ですから,こう自問してください。「どんな友を持ちたいだろうか。わたしの持ち物に関心のある人か,わたし自身に魅力を感じる人か」。聖書は,どんな友を得るかは当人の振る舞い次第であることを示しています。
「知恵は,慎みある者たちと共にある」
富をひけらかすことには別の問題も伴います。そのことを示す例として,古代エルサレムのヒゼキヤ王に関する聖書の記述を取り上げましょう。ある時,ヒゼキヤはバビロンの高官たちに自分の「財宝の中に見いだされるすべてのもの」を見せました。高官たちは,この莫大な富に感銘を受けたものと思われます。しかし同時に,それを欲する気持ちが芽生えたかもしれません。彼らが去った後,神の預言者イザヤは勇気を示し,その財宝すべてが「実際にバビロンに運ばれる」日が来て何一つ残されない,とヒゼキヤに告げました。この言葉はそのとおりになりました。それから何十年も後に,バビロニア人は戻ってきて,王家に属する富をすべて持ち去ったのです。―列王第二 20:12‐17; 24:12,13。
同様に今日でも,富を見せびらかす人はそのすべて,もしくは一部を失う危険を冒すことになります。メキシコにおける犯罪や安全について,次のような報告があります。「メキシコシティーで富を誇示することは,盗んでくださいと言っているようなものである。高価な宝飾品や腕時計を身に着けたり,多額の現金を所持しているそぶりを見せたりするなら,望まない注意を引くことになる」。
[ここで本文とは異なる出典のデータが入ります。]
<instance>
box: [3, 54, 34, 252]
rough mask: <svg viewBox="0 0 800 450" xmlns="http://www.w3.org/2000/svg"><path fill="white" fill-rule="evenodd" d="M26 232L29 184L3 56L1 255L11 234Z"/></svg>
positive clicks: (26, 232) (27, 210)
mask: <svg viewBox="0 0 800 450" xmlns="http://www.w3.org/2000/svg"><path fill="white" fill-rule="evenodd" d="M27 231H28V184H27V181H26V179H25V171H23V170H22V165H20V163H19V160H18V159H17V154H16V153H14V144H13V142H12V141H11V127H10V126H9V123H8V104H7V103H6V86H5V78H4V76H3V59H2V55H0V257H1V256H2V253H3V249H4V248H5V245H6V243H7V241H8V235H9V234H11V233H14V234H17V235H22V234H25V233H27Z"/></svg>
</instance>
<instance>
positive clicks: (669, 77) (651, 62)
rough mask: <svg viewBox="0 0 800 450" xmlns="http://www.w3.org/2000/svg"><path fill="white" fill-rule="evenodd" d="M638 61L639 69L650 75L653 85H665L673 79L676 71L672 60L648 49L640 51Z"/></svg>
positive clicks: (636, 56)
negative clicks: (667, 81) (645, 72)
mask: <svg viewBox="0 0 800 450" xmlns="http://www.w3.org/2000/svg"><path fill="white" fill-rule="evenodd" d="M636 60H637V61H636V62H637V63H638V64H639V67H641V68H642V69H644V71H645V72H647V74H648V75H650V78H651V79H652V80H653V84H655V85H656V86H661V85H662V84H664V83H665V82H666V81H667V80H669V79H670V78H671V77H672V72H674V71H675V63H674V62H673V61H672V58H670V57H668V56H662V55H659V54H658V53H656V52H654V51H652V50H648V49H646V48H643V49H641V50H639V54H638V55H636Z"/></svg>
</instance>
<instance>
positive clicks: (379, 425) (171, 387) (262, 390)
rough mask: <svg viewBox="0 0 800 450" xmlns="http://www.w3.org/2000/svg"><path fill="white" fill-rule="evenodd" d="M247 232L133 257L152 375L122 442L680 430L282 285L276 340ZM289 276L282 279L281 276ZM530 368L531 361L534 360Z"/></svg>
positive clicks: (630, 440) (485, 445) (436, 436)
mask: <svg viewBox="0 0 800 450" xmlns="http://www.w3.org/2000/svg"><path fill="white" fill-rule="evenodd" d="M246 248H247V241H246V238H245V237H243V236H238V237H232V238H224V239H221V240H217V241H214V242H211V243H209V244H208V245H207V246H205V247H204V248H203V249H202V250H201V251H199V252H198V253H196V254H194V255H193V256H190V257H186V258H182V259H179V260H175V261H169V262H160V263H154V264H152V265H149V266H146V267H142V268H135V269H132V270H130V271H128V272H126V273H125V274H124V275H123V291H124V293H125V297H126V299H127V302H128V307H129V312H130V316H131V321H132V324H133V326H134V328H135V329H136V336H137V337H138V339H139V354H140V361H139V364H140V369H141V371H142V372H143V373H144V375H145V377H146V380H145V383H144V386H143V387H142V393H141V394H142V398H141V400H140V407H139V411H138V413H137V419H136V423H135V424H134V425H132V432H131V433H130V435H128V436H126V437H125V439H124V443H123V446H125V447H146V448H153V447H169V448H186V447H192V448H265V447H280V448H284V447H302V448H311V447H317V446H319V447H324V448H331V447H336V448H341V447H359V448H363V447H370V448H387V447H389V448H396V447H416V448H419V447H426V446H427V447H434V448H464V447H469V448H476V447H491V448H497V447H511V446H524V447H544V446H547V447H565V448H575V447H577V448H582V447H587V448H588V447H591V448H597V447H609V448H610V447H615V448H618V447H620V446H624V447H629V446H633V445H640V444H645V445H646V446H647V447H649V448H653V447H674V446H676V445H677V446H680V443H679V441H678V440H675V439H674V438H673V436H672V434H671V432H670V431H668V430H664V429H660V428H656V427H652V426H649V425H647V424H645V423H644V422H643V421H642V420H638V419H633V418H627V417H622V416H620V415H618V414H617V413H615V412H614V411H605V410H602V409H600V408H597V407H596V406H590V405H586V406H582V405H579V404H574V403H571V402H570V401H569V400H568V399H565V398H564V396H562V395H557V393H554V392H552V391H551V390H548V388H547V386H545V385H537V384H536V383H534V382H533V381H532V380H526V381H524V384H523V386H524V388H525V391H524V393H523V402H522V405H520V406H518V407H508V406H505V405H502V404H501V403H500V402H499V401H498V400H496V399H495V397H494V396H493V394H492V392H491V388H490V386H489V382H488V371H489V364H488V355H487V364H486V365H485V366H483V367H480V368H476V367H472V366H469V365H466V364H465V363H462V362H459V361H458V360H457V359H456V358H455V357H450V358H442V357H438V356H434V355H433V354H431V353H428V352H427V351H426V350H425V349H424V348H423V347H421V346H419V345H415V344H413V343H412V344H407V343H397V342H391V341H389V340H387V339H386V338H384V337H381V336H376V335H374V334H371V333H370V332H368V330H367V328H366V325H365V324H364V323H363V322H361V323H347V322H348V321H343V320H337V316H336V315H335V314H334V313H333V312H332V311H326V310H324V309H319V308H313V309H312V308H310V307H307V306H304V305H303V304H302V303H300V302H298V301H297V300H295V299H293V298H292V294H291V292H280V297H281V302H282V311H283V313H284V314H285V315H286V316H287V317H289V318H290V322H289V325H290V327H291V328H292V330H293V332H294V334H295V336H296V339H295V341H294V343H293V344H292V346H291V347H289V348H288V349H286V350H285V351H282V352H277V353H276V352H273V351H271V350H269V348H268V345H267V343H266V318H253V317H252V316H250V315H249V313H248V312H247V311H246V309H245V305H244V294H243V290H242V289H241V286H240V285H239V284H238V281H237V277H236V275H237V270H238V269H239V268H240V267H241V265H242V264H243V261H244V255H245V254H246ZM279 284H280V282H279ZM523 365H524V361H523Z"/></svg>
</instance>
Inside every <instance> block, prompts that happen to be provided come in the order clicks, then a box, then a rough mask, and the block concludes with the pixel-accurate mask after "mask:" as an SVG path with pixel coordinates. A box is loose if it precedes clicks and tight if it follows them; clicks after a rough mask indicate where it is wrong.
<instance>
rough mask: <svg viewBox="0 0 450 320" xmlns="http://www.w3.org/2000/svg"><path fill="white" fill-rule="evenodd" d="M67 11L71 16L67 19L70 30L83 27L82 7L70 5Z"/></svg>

自分の富を「自慢してはならない」という聖書エレミヤ 9:23)「知恵は,慎みある者たちと共にある」と,箴言 11章2節は述べています。
の勧めに従うほうがずっと賢明です。(他の人の良い気質に目を留める
慎みのある謙遜な人は,「わたしを見て!」と言わんばかりの自己中心的な態度を取ったりはしません。むしろ,他の人の良い気質や長所を喜びます。フィリピ 2章3節にはこうあります。「何事も利己心や虚栄心からするのではなく,へりくだって,互いに相手を自分よりも優れた者と考え[なさい]」。(「新共同訳」,共同訳聖書実行委員会)さらにガラテア 5章26節には,「自己本位になって,互いに競争をあおり,互いにそねみ合うことのないようにしましょう」と述べられています。
あなたの持ち物に引かれる人を友にしたいですか,それともあなた自身に引かれる人を友としたいですか
神からの知恵を持つ人はまた,真の友情の基盤は利他的な態度や互いへの敬意であることを知っています。その友情は,富が失われた時に絶えてしまったりせず,むしろ時とともに強まります。「真の友はどんな時にも愛しつづける」と,箴言 17章17節は述べています。さらに,知恵のある人は神を喜ばせるよう努めます。神が人の外見に感銘を受けたりはされず,「心の中の秘められた人」,つまり人の内面に目を留めることを知っているのです。(ペテロ第一 3:4)そのような人は,聖書が「新しい人格」と描写する魅力的な気質を身に着け磨くよう努力します。(エフェソス 4:24)ミカ 6章8節にも,そのような資質が挙げられています。「エホバがあなたに求めておられるのは,ただ公正を行ない,親切を愛し,慎みをもってあなたの神と共に歩むことではないか」。
今の世界では確かに,慎みという気質はあまり重んじられていません。聖書を学んでいる人にとって,それは意外なことではありません。「終わりの日」に関する説明の中で,人々は概して「金を愛する者,うぬぼれる者,ごう慢な者……誇りのために思い上がる者」になることが予告されていたからです。(テモテ第二 3:1‐5)そのような人に囲まれていると,持ち物を見せびらかすのは普通のことに思えるかもしれません。しかし神は,「こうした人々からは離れなさい」と勧めておられます。そのような人の影響を受けないようにするためです。